余語:生徒間の化学反応のようなものをもっと大きく生じさせるということですか。大きく成長させる、というと、教師側の働きかけが大きくなければいけないようで、ちょっとスタンスに迷いを感じる部分もあったのですが。大学生になるような歳ならどんな取り組みをしようがもうある程度自己責任だろう、とどこかで一線を引いて考える部分もありましたから。しかしそうではなくて、教師が触媒になるということですね。

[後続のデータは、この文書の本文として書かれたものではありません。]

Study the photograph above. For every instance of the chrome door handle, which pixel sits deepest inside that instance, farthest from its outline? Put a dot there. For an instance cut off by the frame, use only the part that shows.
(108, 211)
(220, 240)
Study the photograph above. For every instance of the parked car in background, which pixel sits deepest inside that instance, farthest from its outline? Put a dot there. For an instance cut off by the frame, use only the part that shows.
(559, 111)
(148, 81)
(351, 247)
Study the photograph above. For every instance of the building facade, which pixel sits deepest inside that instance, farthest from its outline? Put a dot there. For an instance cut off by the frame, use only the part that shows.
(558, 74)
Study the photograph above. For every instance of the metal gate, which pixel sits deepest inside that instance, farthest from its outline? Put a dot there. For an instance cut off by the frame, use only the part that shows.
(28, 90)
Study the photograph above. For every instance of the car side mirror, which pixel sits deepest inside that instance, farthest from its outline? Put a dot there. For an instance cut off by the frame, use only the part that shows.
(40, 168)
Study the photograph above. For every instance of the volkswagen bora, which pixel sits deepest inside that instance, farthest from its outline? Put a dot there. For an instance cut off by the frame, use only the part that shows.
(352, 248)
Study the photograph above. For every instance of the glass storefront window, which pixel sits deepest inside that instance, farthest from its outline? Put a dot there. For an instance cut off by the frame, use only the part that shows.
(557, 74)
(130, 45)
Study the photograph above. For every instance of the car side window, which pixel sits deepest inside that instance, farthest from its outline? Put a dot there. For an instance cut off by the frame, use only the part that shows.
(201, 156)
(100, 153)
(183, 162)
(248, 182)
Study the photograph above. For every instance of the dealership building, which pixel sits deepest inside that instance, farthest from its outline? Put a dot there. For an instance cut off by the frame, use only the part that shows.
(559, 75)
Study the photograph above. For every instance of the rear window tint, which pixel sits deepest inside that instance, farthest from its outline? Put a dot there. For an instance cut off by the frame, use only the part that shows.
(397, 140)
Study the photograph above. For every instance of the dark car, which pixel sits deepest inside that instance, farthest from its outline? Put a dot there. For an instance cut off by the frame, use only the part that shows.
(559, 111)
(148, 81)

前島:危機感も薄く、小論文や英語読解の面白さも本当には味わっていない、というのが思うように伸びてこない生徒ですが、これは入試や学ぶこと、考えることがどこかで微妙に他人事なんだと思います。教師はある意味で出来て当たり前の別世界の人で、若さを失えば失うほどそうです。しかし隣の席の生徒が自分と違えば刺激になるし、翻って自分を見つめるきっかけになります。そういう刺激をどう授業に織り込んでいくかを来年は形にしたいですね。

余語:対教師という意味での個別性というのは、添削指導の場で実現できるわけですしね。グループ指導の利点は、自分の位置がわかることや、他生徒の存在が刺激になることだ、とよく言いますが、その刺激の意味を捉え直す年にするわけですね。具体的にどうしましょうか。

前島:アイディアはたくさんあります。数ヶ月でじっくり練り上げましょう。